Legal & Compliance Document Verification: In fields where precision and accountability are paramount, this could verify the true origin of legal briefs, contracts, or regulatory submissions. Ensuring a human lawyer conceptualized the core arguments, even if an LLM assisted in drafting, adds a critical layer of trust and legal defensibility.

This research offers a powerful lens through which to view human-AI collaboration, enabling us to build systems that are not only more intelligent but also more transparent, trustworthy, and aligned with societal expectations.

Key Takeaways

Traditional LLM text detection is insufficient for the nuanced realities of human-AI collaboration.
The paper introduces a four-class detection system (Pure Human, Pure LLM, LLM-polished Human, Humanized LLM) to differentiate creator and editor roles.
RACE disentangles the 'creator's foundation' (using Rhetorical Structure Theory) from the 'editor's style' (using Elementary Discourse Unit-level features).
This fine-grained analysis is crucial for policy-aligned AI regulation, content authenticity, and advanced AI agent orchestration.
The technology enables building more sophisticated tools for content moderation, academic integrity, and workflow analysis in multi-agent systems.

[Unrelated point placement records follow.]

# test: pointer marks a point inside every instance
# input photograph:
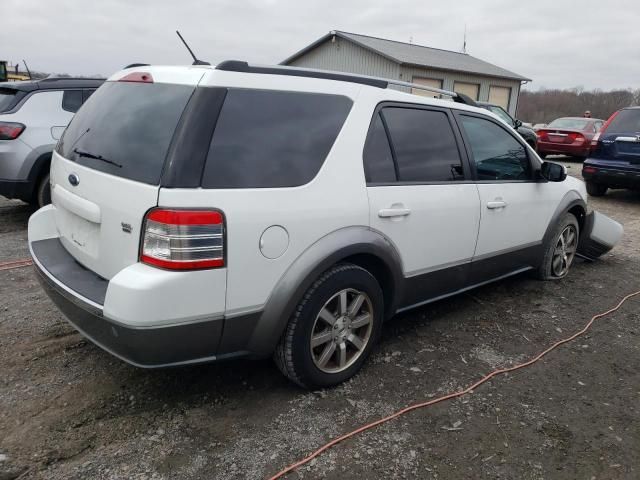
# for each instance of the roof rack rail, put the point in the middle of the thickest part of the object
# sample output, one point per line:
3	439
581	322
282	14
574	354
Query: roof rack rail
379	82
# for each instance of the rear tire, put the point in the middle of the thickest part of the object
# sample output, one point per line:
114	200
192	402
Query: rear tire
43	192
596	189
560	250
341	314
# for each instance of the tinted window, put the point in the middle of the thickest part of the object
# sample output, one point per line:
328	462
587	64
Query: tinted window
272	139
626	121
496	153
87	93
9	98
128	124
424	145
72	100
378	162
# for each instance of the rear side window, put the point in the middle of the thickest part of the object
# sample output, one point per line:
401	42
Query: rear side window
496	153
378	160
72	100
424	145
9	98
129	126
626	121
272	139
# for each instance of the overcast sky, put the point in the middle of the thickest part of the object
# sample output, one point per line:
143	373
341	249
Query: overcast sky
557	43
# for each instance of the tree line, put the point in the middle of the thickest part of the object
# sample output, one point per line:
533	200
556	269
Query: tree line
544	106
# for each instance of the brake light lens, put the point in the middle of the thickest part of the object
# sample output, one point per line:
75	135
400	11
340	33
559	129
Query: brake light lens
139	77
10	130
183	239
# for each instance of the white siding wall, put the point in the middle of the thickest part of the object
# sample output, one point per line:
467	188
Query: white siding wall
345	56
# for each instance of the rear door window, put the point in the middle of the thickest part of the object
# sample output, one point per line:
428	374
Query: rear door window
378	159
424	145
125	129
269	139
496	153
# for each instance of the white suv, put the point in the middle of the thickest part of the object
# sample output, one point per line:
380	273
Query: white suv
33	115
205	213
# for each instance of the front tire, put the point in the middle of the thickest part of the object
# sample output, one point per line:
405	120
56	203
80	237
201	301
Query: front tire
333	329
596	189
560	250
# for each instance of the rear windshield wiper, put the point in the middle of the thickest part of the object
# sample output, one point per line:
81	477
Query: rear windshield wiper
82	153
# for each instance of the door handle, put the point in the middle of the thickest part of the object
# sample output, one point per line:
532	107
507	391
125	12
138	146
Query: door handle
496	204
394	212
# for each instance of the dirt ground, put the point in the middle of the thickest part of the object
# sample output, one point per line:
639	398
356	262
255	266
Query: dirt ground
70	410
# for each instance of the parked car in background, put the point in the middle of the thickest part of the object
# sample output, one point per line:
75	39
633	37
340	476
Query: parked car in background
525	132
33	116
614	161
568	136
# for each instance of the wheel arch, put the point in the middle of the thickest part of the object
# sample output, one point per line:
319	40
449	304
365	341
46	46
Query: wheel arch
572	203
361	246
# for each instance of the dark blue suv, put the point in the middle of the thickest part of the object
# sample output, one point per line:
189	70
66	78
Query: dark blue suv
614	161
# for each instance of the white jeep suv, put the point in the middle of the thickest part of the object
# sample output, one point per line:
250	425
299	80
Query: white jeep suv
205	213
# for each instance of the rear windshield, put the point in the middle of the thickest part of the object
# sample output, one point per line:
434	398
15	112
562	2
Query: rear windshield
9	98
569	123
267	139
626	121
125	129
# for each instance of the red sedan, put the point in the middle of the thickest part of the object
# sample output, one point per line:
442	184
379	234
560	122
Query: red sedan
568	136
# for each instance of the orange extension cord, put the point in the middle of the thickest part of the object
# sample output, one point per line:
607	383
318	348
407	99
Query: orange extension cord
15	264
449	396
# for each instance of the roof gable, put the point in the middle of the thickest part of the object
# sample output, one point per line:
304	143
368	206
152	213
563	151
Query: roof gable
418	55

Cross-Industry Applications

DE

DevTools & AI Agent Orchestration

Implementing 'authorship attribution' within multi-agent LLM workflows to track which agent (or human) contributed the core idea vs. the final polish.

Significantly improves debugging, performance optimization, and accountability in complex AI agent systems, especially for Soshilabs' core business.

ED

Education & Academic Integrity

Developing next-generation plagiarism detection tools that differentiate between a student using an LLM for concept refinement (Human Creator, LLM Editor) versus generating the entire essay with minor human edits (LLM Creator, Human Editor).

Fosters a more nuanced approach to academic honesty, allowing for appropriate use of AI tools while upholding integrity standards.

CO

Content Marketing & Journalism

Automated analysis of articles and marketing copy to verify if content truly originates from a human ideator with AI assistance, or if it's primarily AI-generated with superficial human 'humanization'.

Enhances brand authenticity, builds reader trust, and informs content strategy based on the true human-AI collaboration ratio.

LE

Legal & Compliance

Tools for verifying the origin and modification layers of legal documents, contracts, and regulatory submissions, ensuring that core legal arguments and concepts were human-conceived even if LLMs assisted in drafting.

Strengthens accountability and trust in legal documentation, reducing risks associated with purely AI-generated critical texts.